Das Erstgericht verurteilte den Angeklagten nach dem zweiten Strafsatz des § 297 Abs. 1 StGB. zu achtzehn Monaten Freiheitsstrafe als Zusatzstrafe gemäß §§ 31, 40 StGB. zu der mit Urteil des Landesgerichtes für Strafsachen Wien vom 17.März 1982, GZ. 3 c Vr 10856/81-47, über ihn wegen des Vergehens des schweren Diebstahls nach §§ 127 Abs. 1, 128 Abs. 1 Z. 4 StGB.
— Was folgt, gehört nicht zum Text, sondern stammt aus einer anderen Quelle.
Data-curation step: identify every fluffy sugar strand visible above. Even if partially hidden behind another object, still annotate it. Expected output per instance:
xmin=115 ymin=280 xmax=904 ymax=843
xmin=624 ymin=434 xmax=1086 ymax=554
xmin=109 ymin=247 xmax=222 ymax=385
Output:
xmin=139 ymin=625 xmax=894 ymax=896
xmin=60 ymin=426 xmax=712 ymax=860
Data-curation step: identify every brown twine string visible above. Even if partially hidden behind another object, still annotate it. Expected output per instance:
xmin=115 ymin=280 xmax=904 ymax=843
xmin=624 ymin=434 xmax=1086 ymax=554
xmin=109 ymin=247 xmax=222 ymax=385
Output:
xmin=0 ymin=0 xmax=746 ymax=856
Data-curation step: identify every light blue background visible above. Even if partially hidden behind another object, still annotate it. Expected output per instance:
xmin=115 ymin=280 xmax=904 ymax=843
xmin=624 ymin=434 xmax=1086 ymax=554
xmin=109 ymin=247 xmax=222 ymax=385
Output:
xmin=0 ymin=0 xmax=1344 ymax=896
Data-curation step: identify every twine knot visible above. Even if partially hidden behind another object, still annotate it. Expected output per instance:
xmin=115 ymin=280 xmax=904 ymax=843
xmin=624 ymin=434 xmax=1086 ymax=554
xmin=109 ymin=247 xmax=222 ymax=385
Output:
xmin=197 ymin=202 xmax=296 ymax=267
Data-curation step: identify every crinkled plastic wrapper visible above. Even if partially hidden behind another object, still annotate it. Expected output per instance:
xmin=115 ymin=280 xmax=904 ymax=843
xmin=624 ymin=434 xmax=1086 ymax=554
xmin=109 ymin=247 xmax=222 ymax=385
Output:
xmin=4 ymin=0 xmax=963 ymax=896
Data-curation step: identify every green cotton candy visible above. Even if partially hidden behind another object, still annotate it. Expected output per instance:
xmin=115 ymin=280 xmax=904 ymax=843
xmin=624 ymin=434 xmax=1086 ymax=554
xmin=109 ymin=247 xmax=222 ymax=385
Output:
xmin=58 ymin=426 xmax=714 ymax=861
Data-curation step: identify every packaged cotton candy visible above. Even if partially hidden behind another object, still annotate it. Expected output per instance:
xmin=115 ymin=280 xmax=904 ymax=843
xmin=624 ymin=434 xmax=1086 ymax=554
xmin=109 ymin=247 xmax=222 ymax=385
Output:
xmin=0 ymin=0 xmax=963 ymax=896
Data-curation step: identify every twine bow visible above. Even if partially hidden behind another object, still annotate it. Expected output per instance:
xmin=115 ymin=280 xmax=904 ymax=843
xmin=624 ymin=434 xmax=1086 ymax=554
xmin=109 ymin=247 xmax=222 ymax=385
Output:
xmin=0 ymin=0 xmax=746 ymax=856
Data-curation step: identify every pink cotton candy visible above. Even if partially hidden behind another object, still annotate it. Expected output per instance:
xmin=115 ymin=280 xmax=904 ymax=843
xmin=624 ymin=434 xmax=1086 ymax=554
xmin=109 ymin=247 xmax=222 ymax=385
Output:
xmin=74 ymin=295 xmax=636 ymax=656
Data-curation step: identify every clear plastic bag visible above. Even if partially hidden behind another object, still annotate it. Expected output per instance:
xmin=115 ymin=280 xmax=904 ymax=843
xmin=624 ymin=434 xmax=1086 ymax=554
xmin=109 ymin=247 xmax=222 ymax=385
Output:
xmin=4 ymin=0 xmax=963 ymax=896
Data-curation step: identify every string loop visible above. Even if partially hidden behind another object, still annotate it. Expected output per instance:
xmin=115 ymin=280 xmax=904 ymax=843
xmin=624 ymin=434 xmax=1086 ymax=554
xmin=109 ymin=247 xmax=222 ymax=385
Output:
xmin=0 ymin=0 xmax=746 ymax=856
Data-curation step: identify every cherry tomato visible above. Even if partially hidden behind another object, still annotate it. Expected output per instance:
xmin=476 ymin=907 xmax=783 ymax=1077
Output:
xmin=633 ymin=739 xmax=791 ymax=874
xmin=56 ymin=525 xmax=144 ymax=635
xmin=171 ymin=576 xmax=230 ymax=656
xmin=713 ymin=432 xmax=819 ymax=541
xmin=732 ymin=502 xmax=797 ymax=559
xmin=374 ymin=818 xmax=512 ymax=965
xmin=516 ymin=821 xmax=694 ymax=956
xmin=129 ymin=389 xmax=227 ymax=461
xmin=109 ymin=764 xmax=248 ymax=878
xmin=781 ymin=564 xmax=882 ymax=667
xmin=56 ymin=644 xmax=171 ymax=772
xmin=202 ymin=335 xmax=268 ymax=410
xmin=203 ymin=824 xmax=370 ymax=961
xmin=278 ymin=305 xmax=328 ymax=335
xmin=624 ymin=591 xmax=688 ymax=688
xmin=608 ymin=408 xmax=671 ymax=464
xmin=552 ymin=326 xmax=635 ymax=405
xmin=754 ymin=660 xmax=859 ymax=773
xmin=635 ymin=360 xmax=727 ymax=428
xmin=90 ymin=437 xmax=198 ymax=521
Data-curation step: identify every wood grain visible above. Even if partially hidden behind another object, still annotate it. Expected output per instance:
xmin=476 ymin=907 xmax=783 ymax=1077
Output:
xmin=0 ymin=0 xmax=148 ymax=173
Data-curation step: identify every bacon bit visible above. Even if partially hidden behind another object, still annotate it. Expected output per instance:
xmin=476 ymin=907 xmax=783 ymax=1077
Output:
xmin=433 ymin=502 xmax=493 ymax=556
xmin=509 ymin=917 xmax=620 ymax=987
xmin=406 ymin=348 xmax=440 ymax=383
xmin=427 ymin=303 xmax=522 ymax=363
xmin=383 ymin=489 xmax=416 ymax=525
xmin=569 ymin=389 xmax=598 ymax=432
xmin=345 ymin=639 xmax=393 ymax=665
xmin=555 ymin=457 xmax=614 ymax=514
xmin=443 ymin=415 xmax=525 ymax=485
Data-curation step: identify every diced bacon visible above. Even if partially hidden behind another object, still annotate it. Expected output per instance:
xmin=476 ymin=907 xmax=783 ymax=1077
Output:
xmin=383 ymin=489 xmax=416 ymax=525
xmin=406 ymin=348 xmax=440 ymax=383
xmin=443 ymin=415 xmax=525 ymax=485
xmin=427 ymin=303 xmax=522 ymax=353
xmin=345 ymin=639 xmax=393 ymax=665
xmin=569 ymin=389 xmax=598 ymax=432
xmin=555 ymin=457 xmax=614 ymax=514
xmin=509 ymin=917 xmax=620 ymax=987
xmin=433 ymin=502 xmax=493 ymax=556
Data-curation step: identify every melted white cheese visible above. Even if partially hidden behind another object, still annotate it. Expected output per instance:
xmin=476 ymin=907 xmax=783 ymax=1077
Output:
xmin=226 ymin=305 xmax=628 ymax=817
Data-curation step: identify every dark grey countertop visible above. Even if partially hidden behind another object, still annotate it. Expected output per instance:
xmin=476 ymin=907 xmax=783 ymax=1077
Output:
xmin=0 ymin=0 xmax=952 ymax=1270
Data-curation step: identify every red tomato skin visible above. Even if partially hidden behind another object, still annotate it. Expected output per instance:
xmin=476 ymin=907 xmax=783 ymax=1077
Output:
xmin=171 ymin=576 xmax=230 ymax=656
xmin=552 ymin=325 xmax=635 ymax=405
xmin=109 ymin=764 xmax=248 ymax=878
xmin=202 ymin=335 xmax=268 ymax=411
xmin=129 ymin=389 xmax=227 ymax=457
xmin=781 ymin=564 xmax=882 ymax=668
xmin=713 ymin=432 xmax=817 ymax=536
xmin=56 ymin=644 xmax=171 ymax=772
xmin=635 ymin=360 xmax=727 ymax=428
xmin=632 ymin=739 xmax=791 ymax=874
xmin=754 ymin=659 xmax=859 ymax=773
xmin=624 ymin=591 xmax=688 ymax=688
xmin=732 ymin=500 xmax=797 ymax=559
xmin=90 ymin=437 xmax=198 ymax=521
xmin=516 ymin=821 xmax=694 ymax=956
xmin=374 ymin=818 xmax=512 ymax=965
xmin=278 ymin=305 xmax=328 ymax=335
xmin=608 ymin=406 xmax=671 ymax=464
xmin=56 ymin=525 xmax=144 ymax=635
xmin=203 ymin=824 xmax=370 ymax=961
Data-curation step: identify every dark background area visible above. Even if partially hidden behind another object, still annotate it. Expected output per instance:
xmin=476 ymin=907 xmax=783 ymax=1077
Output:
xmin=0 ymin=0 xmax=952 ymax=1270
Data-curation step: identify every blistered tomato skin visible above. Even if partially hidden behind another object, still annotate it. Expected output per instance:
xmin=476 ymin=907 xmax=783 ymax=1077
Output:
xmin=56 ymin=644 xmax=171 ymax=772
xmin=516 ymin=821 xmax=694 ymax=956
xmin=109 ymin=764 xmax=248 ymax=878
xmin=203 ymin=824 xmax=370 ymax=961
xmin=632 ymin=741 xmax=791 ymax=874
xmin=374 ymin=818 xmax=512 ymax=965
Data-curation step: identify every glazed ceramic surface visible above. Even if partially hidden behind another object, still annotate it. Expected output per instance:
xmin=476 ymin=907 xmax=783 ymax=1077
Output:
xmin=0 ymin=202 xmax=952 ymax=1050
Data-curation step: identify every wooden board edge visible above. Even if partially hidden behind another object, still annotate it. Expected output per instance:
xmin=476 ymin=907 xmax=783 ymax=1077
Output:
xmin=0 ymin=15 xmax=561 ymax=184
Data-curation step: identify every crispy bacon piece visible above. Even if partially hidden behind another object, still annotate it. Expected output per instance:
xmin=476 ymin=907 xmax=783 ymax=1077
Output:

(betreffend eine Geldbörse mit 6.500 S Bargeld) verhängten Freiheitsstrafe in der Dauer von (gleichfalls) achtzehn Monaten. Bei der Strafbemessung wertete es als erschwerend den raschen Rückfall in strafbares Verhalten nach der letzten Strafverbüßung sowie während der den bezeichneten Diebstahl betreffenden, mit Haft des Angeklagten verbundenen Strafverfolgung, ferner die (besondere) Skrupellosigkeit und Bedenkenlosigkeit bei der Tatbegehung in bezug auf eine dem Angeklagten vollkommen fremde Person und das Zusammentreffen von Delikten im Sinn des § 28 StGB., hingegen als mildernd keinen Umstand.

Der Berufung des Angeklagten, mit welcher er eine Strafherabsetzung anstrebt, kommt keine Berechtigung zu.

Das Erstgericht hat die Strafzumessungsgründe im wesentlichen vollständig festgestellt und zutreffend gewürdigt. Es hat ein Strafmaß gefunden, das angesichts des hohen Schuld- und Unrechtsgehaltes der vorliegenden Straftat und des kriminell schwer getrübten Vorlebens des Angeklagten, der zahlreiche Vorstrafen wegen Betruges aufweist (welchem Delikt gleichfalls eine Täuschungskomponente innewohnt), keineswegs als überhöht angesehen werden kann. Demgegenüber vermag auch der Berufungswerber keine Milderungsgründe vorzubringen. Zwar kann die vom Erstgericht in Ansehung der (berücksichtigten) Verurteilung wegen Diebstahls ins Treffen geführte ungleichartige Deliktskonkurrenz nicht formell als Erschwerungsgrund im Sinne des § 33 Z. 1 StGB. gewertet werden, weil die angefochtene Entscheidung, auch wenn damit eine Zusatzstrafe ausgesprochen wurde, ein selbständiges - nur einen Schuldspruch wegen einer einzigen strafbaren Handlung (§ 297 StGB.) enthaltendes - Urteil mit einem selbständigen Strafausspruch ist (Leukauf-Steininger Kommentar2

§ 31 RN. 2); die angeführte Deliktskonkurrenz ist daher sachlich als - im Rahmen der gemäß § 40 StGB. gebotenen Erwägungen allerdings zu Recht angestellte - überlegung zu betrachten, was im Fall gemeinsamer Ahndung aller von den im Verhältnis der §§ 31, 40 StGB. stehenden Urteilen erfaßten Taten bei der Straffestsetzung zusätzlich als (besonders) erschwerend in Betracht gekommen wäre (vgl. 10 Os 120/81, 10 Os 64/81, 10 Os 126/80). Das Erstgericht ist aber gerade auf dem ihm durch die letztzitierte Gesetzesstelle gewiesenen Weg zu einer Zusatzstrafe gelangt, die den dort normierten Grundsätzen Rechnung trägt und aus den bereits dargelegten Gründen keineswegs überhöht ist.

Es war daher auch der Berufung ein Erfolg zu versagen.